Making peace with my decision

I didn’t want to put her through more treatment. I wanted her to start playschool and leave the pokes and prods behind her. I wanted her to settle into a new ‘normal’ routine at home. I didn’t want to take her halfway round the world every few months for something unproven. I understood the reasons behind why others were doing it. It just wasn’t the right decision for us. Not only that, but we’d also been through so much as a family. I didn’t have the first clue where I would start raising such a huge amount of money, it felt like a huge responsibility and my network wasn’t that powerful. I didn’t have time to dedicate to a fundraising campaign when our treatment schedule was hectic and our calendar full. Not only did I not have the time, but I was already emotionally drained. Drained from my child having cancer. Unable to muster the mental strength for such a huge task.

I was so used to doctors making treatment related decisions for Eva and to suddenly shift from that where outweighing the pros and cons of whether to pursue a maintenance option relied solely upon me, felt like a huge responsibility. I didn’t want to make the wrong decision, and after a lot of emotional anguish I made the decision based on gut instinct and what I believed was a better quality of life for Eva.

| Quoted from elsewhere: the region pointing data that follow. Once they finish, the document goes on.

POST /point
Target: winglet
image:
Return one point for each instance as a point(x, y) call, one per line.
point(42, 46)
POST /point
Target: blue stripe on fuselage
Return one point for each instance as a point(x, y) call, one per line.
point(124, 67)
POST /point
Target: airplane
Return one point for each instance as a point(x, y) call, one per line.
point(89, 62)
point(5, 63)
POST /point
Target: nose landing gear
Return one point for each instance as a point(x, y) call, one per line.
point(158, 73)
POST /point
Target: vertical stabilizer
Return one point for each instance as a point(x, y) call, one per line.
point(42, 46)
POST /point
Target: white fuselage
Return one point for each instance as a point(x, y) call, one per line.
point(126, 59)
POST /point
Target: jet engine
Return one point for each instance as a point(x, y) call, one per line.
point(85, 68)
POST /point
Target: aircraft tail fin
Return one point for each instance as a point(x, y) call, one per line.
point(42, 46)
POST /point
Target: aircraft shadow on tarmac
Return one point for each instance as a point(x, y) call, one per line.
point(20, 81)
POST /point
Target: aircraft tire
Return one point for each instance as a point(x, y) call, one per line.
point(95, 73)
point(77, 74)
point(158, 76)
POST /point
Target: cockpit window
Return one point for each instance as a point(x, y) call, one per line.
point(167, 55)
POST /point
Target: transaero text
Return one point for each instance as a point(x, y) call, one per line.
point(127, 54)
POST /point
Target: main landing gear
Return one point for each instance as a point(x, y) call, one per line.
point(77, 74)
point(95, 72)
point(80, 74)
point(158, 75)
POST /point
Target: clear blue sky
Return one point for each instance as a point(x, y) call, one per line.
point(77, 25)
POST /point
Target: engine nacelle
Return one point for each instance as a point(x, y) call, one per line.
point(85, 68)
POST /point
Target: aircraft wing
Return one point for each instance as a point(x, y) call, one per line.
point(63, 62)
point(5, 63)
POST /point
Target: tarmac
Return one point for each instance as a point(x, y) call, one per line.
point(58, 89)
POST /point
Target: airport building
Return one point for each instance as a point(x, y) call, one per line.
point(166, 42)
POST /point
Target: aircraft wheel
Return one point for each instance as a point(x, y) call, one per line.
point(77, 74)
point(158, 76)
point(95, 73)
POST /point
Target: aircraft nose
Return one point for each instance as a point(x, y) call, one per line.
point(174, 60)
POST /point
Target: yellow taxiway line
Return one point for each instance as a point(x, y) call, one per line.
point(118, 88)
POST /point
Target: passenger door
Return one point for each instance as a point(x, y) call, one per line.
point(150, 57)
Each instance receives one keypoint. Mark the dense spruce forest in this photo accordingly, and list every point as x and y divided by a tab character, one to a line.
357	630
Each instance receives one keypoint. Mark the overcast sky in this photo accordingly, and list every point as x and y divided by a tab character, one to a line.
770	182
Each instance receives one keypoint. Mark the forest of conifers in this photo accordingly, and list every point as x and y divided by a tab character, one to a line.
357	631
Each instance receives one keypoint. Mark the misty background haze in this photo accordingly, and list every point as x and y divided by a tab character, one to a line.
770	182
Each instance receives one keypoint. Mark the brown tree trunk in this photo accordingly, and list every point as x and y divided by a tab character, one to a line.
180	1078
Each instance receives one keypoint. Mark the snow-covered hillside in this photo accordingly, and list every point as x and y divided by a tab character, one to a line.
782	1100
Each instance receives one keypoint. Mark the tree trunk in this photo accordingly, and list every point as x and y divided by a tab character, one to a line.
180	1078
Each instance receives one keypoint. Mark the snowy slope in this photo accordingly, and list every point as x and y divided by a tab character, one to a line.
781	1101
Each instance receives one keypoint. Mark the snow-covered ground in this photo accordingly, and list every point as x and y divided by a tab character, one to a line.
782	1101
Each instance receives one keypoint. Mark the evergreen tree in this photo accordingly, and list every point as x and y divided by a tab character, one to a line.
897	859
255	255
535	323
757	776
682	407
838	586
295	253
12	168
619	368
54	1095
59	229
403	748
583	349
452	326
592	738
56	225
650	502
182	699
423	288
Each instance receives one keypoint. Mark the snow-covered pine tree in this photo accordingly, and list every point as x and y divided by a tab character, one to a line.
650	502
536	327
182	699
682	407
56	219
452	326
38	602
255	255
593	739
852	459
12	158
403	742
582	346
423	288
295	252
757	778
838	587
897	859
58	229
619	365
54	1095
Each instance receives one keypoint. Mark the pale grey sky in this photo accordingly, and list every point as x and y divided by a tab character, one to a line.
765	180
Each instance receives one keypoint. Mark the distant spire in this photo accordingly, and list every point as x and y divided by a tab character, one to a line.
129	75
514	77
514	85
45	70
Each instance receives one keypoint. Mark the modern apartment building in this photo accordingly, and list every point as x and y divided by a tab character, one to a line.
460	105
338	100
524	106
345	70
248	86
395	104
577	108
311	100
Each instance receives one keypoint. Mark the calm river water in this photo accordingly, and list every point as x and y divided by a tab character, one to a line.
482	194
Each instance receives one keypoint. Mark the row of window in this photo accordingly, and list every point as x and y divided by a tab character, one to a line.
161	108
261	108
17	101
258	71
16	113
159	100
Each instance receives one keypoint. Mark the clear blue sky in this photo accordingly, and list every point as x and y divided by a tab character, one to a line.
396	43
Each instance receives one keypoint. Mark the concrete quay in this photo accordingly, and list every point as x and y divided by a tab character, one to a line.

I made the decision not to access further treatment after we finished frontline treatment on the NHS.
Shortly after Eva finished treatment, we attended the NCCA UK family conference. We met more families that I’d not previously met, yet I will never forget a question I was asked about whether I would regret not pursuing further treatment if Eva were to relapse. The question took me by surprise. My immediate reaction was guilt and I did a lot of soul searching after that innocent question.

After that, I made complete peace with my decision. I left it behind and moved on. I made the right decision for us, as a family, and more importantly for my child. I wasn’t going to feel bad for my reasons, just like a family who chose the alternative shouldn’t either. It’s solely a personal choice. We had a relapse scare 6 months post treatment, and even then, it didn’t cross my mind that it was because I hadn’t accessed further treatment. Thankfully, the concern was just a scare, and she was found to still be no evidence of disease. She is now over six years post treatment, and I am thrilled to say she continues to do well despite some post-treatment challenges.

The decision to pursue a maintenance option post frontline treatment is an extremely complex one with no right or wrong answer. Every family will have their own thought processes and their own reasons whichever way they lean. Every parent should know that either way – it is OK. If you want to access further treatment, Solving Kids’ Cancer will support you to do that. If you don’t – Solving Kids’ Cancer will support you with that also.

We can’t and don’t provide medical advice. However, our support service is available to any family in the UK facing a neuroblastoma diagnosis. We provide a listening ear as well as practical and emotional support to parents and carers of children throughout the treatment journey and beyond.